Last week, my friend and I drove out to this place of historical pain. It took the walkers more than a month to cover the distance; we drove it in hours. The harsh landscape they negotiated worked in unison with the condition. I am brought to tears and awed by this experience simultaneously. It is a powerfully moving place. I was asked to be there for the dedication of the new museum of the government’s misguided effort to subjugate an unwanted population. On the very ground where, once, cries of the dying, and brutal barkings of orders now stands a memorial in a form of this museum: Bosque Redondo Memorial museum. It is a monument whose time is long overdue. My contribution to the memorial is two large murals depicting the Long Walk itself. Two 16-foot-by-61-foot murals will grace the wall pacifying the restless spirits still so much abound. I am locked in this way to this very important new effort to understand and to hear one another—a monument to tolerance, to compassion and respect. In a strange way, I felt its peace here along the banks of the Pecos River. The ghosts of prisoners and guards still tease my peripheral vision.

Being on the grounds that held pain, I couldn’t help but wonder why it is that the Indian war still rages, most times subtle and “excusable” especially where we are an obstacle to financial and political gains by others. I know Manifest Destiny still rules the pocketbooks of those who hold power. There are also very clear displays of colonial mindset at times. I feel that little has changed in the decades since the “Indian problem” has been eradicated: “… as long as the river shall run and the grass will grow …” this treaty was to be honored. Somewhere along the way—I don’t know when—the river must’ve stopped running and the grass ceased to grow. We were not told.

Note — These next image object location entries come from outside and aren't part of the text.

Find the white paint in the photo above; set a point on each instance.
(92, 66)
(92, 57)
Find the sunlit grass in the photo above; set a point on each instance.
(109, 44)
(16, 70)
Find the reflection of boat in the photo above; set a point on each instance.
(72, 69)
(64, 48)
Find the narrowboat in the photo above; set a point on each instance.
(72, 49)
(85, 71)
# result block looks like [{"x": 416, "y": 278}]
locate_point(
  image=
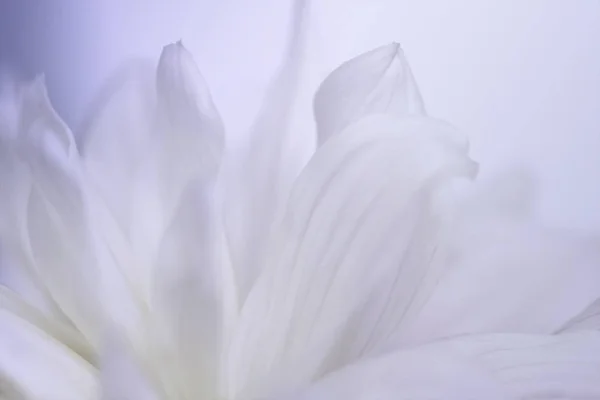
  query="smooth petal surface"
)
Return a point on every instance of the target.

Being among all the well-intentioned people at the Bosque supporting this new museum, I felt accepted. I felt that my words will be heard and my visions respected. I shook the hands and peered into the eyes of all well wishers. I read the gestures and heard words of sorrow, apologies and gratitude. I am among friends 500 miles away from Flagstaff.

I sit here below the mighty Doo K,o oos l,iid, sometimes referred to as San Francisco Peaks. I sit here in reverence to her presence. I see her as one of the four Sacred Mountains. I see her as the Western alter of our homeland, the guardian of the sunset palette, dressed in abalone and rainbow. With a heavy heart, I also now see her as a point of controversy and division which need not be. The grand gesture of reconciliations and peace that I was a part of in eastern New Mexico seems so distant and muted in the face of what I have witness these past few years concerning the peaks. The acknowledgement of this humility and finding a spirit path out of it seems hard when you see passionate young people chained to the machinery of destruction, courageously putting it on the line. I salute you.

I made this trip to make peace with my own pain there. I washed it away in the river of Pecos.